Sterling fell on Tuesday, with most of the good news on the UK economy already priced in and the Bank of England showing no signs it's about to tighten monetary policy. Sterling slipped 0.1 percent to $1.6095 in the European session, after reaching $1.6128 earlier. Robust near- term support is seen at its 55-day moving average of $1.6014, chartists said.
The pound fell against the euro, too. The euro was up 0.15 percent at 83.79 pence, with traders citing offers to sell at 84 pence. Trading volumes against the dollar and euro were well below the past month's average. "We are a bit bearish on sterling and see it trading at $1.60-1.61 levels," said Craig Erlam, analyst at Alpari. "The speed of the recovery will slow down. What we have seen in the UK in the past six months is not sustainable. Given that, we see some of the good news already being priced into sterling."
The pound is up 6 percent against the dollar since early August, supported by speculation the BoE might raise rates earlier than previously thought and by expectations the United States would keep monetary stimulus intact for now.
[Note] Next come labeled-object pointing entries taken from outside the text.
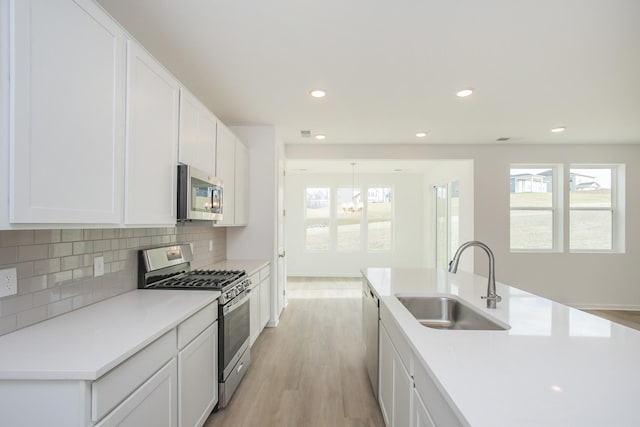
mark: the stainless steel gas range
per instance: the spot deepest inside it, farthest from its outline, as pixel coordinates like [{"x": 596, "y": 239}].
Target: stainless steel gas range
[{"x": 169, "y": 267}]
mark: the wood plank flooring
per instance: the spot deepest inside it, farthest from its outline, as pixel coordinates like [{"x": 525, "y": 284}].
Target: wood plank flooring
[{"x": 309, "y": 371}]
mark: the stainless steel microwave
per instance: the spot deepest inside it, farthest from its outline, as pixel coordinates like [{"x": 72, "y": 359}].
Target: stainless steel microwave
[{"x": 200, "y": 195}]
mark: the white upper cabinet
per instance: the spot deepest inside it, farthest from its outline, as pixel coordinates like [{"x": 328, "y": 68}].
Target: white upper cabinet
[
  {"x": 197, "y": 134},
  {"x": 225, "y": 170},
  {"x": 232, "y": 166},
  {"x": 152, "y": 140},
  {"x": 68, "y": 81}
]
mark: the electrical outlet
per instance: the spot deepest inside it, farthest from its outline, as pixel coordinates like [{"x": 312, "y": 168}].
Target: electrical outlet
[
  {"x": 98, "y": 266},
  {"x": 8, "y": 282}
]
After a run of stronger UK economic data, the BoE's quarterly growth and inflation forecasts last week suggested rates may rise in 2015. The BoE also said the jobless rate could fall to 7 percent by end-2014, earlier than it forecast in August. But Governor Mark Carney has made clear rates will not rise automatically when the jobless rate reaches 7 percent. The BoE is due to release minutes on Wednesday.